Un’analisi che conferma l’eccezionalità tutta italiana in termini di disparità e di discriminazione della famiglia all’atto della scelta fra scuola pubblica statale e scuola pubblica paritaria, benché entrambe siano parte integrante del Sistema Nazionale di Istruzione.
Risulta chiaro che il perpetuarsi della mancata garanzia dei diritti più naturali – quale quello della libertà di scelta educativa e quello della libertà di insegnamento – ha falsato il sistema scolastico italiano.
È altrettanto chiaro che il reale limite che ha impedito all’Italia di “garantire” il “diritto riconosciuto” è il “vincolo economico”. Come ampiamente dimostrato, l’unico passaggio che dal 1948 ad oggi il Sistema Scolastico Italiano attende per divenire integrato è l’individuazione del “costo standard per studente”.
D’altronde le leve di trasparenza e di buona organizzazione; l’autonomia scolastica e la valutazione dei dirigenti e dei docenti; la detraibilità delle spese scolastiche e gli investimenti school bonus, che il DDL Scuola, dal 09 Luglio 2015 Legge “Riforma del Sistema Nazionale di istruzione e formazione”, ha introdotto vanno verso questa prospettiva.

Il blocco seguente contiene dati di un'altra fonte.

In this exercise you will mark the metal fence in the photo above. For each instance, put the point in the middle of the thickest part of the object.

Si riconferma allora il principio secondo il quale il costo standard rimane il solo anello mancante che, mentre consente alla famiglia di scegliere, innesca una sana concorrenza tra le scuole sotto lo sguardo garante dello Stato.
La strada è tutta in salita, ma è quella giusta: le detrazioni introdotte dal DDL Scuola sono uno strumento di breve periodo, utili – più che a risolvere il problema – a sancire un passaggio culturale dal quale non è possibile tornare indietro. Il passo successivo sarà il costo standard per studente e la piena garanzia di scelta della scuola da parte della famiglia senza dover pagare due volte (le imposte allo Stato e il contributo di funzionamento alla Scuola Pubblica Paritaria).
A conclusione del percorso storico-giuridico comparativo UE-Italia, l’unico passaggio, di fatto, che la storia suggerisce è: 1) l’individuazione del costo standard per allievo nelle forme che si riterranno più adatte al sistema italiano; 2) la possibilità di scegliere, per la famiglia, fra buona Scuola Pubblica Statale e buona Scuola Pubblica Paritaria.
Risultati: a) una buona e necessaria concorrenza fra le scuole sotto lo sguardo garante dello Stato; b) l’innalzamento del livello di qualità del sistema scolastico italiano con la naturale fine dei “diplomifici” e delle scuole che non fanno onore ad un SNI d’eccellenza, quale l’Italia deve perseguire per i propri cittadini; c) la valorizzazione dei docenti e il riconoscimento del merito, come risorsa insostituibile per la scuola e la società; d) l’abbassamento dei costi e la destinazione dell’economia ad altri scopi.